Photo by Marceau, 1911. |
"The Dead Valley," by Ralph Adams Cram, in BLACK SPIRITS & WHITE. Stone & Kimball, Chicago, 1895.
One of my favourite horror stories, and, in my view, easily the best of Cram's fiction, "The Dead Valley" is unremarkable in its technique. Simply and rapidly, it tells a tale without excursions into side matters, but it also props up its narrative with good physical details and well-visualized scenes. Unlike too many stories that try to convey a mood of strangeness with assertions, Cram shows the reader the sounds, actions, and images that make his tale bizarre.

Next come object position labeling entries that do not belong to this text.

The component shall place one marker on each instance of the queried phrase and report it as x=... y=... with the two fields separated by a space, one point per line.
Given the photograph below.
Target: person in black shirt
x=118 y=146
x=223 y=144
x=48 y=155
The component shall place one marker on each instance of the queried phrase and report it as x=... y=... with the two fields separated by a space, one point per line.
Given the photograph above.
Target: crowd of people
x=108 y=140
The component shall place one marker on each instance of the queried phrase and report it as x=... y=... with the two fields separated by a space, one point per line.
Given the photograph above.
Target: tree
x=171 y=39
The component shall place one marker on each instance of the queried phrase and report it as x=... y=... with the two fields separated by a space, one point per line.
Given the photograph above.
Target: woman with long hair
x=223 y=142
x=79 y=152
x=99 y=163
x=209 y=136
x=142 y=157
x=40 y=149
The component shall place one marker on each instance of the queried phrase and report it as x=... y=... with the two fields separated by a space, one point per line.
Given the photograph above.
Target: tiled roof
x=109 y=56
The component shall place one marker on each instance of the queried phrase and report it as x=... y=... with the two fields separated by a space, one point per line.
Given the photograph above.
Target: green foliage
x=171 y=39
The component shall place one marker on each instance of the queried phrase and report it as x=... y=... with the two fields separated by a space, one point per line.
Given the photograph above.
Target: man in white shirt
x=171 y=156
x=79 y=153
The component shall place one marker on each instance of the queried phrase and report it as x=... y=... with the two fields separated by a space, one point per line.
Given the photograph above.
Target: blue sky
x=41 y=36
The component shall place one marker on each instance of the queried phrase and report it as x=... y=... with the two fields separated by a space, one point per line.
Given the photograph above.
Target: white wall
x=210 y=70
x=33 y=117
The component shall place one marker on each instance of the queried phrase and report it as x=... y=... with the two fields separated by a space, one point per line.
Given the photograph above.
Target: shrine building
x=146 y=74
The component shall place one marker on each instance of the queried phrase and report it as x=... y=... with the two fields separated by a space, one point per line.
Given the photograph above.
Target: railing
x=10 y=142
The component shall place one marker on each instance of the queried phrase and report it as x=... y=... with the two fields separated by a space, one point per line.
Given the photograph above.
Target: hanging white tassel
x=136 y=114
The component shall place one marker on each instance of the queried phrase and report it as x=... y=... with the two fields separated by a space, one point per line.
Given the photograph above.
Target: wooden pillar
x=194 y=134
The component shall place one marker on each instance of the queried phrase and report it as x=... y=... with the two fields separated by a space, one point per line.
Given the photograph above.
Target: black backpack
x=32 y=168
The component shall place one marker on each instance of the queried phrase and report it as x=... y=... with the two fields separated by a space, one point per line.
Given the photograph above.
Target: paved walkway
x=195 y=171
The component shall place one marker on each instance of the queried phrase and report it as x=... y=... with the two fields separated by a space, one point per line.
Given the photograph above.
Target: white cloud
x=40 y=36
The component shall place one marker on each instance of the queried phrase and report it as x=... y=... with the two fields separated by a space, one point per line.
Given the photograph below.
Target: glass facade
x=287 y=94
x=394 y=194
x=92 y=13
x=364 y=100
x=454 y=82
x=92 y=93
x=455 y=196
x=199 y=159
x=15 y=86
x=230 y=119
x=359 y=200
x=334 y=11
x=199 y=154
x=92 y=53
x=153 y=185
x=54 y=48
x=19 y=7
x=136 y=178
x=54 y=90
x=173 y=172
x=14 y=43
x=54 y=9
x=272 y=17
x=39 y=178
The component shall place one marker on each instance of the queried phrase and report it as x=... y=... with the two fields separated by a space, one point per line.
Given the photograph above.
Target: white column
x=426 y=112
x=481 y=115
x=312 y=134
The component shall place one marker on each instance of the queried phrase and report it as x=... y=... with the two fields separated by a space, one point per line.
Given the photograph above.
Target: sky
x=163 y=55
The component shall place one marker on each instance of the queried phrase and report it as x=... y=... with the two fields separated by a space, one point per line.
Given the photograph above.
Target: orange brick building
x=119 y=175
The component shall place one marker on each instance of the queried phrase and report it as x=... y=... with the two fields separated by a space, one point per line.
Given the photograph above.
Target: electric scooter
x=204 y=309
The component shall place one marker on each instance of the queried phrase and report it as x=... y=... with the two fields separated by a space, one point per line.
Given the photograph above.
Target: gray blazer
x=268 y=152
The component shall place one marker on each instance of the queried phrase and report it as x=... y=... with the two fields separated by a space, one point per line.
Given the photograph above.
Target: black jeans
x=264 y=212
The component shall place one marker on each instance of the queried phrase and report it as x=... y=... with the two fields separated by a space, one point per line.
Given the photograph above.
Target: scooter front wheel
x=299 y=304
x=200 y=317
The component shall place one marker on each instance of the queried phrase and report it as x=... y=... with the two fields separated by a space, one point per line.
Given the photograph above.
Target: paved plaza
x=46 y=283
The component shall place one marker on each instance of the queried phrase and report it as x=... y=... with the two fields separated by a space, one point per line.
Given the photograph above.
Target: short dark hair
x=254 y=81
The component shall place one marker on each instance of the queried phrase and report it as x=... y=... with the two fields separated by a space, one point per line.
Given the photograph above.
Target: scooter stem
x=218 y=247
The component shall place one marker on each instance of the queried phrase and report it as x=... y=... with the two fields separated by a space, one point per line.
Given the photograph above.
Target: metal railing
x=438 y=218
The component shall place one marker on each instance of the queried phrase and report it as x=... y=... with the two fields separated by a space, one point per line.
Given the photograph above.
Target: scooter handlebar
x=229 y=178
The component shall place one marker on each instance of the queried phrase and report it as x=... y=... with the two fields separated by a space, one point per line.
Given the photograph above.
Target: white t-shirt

I put one foot into the ghostly fog. A chill as of death struck through me, stopping my heart, and I threw myself backward on the slope. At that instant came again the shriek, close, close, right in our ears, in ourselves, and far out across that damnable sea I saw the cold fog lift like a water-spout and toss itself high in writhing convolutions towards the sky. The stars began to grow dim as thick vapor swept across them, and in the growing dark I saw a great, watery moon lift itself slowly above the palpitating sea, vast and vague in the gathering mist.
Cram also skirts the trap of explanation, which adds to the force and mystery of his events. There is no reason for any of these things to happen, but they do, and the simple vividness of their presentation is enough to make the story seem real.
To these good qualities, Cram brings a further touch. At the end, he pulls back to show that the terrible night of his narrative is merely one speck on a vast continuum. This unexplained haunting has occurred over and over in the past, and will go on, perhaps forever. Because Cram has given this deadliness no reason to begin, it has no reason to stop; and this, too, adds to the story's power.